The monthly Consumer Price Index (CPI) indicator is continuing to show signs of easing. The 12 months to July reported a 4.9 per cent increase, which is down from the June figure of 5.4 per cent. This is a significant improvement off the back of the 8.4 per cent peak in December 2022. This is the lowest inflation rate since February 2022. The most notable prices increases were in housing and food and beverages. The decline in the price of fuel offset the rise for the July period.
The declining rate of inflation looks to be falling in line with the central bank’s forecasts. The Reserve Bank of Australia’s (RBA) forecast has inflation falling to 4.1 per cent by the end of this year. Off the back of the CPI data received last week, many have now ruled out another rate rise for Governor Philip Lowe’s final meeting in charge, this Tuesday.

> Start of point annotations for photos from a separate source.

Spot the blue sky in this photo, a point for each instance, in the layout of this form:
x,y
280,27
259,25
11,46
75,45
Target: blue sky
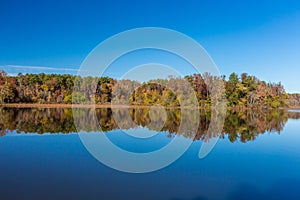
x,y
261,38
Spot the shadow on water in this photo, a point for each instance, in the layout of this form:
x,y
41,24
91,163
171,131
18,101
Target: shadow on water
x,y
239,126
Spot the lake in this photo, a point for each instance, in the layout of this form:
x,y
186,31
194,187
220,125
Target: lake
x,y
43,157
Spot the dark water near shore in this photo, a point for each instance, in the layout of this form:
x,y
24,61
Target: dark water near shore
x,y
42,156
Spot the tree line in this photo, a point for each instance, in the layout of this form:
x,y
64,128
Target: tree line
x,y
240,126
240,91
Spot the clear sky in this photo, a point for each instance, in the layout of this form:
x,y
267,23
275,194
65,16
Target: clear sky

Future rate rises, however, are not yet ruled out. It is important to note that there are volatile factors such as fuel and electricity prices which are still expected to bounce around and effect the final CPI readings. Whilst goods inflation is easing, services inflation remains strong and may mean that a further rate rise could be on the horizon in the next few months. The quarterly CPI dataset which provides the RBA with the best gauge of inflationary pressures will be delivered at the end of October. At this point, the RBA may elect to shift the cash rate if the rate of inflation is not conforming to their forecasted expectations.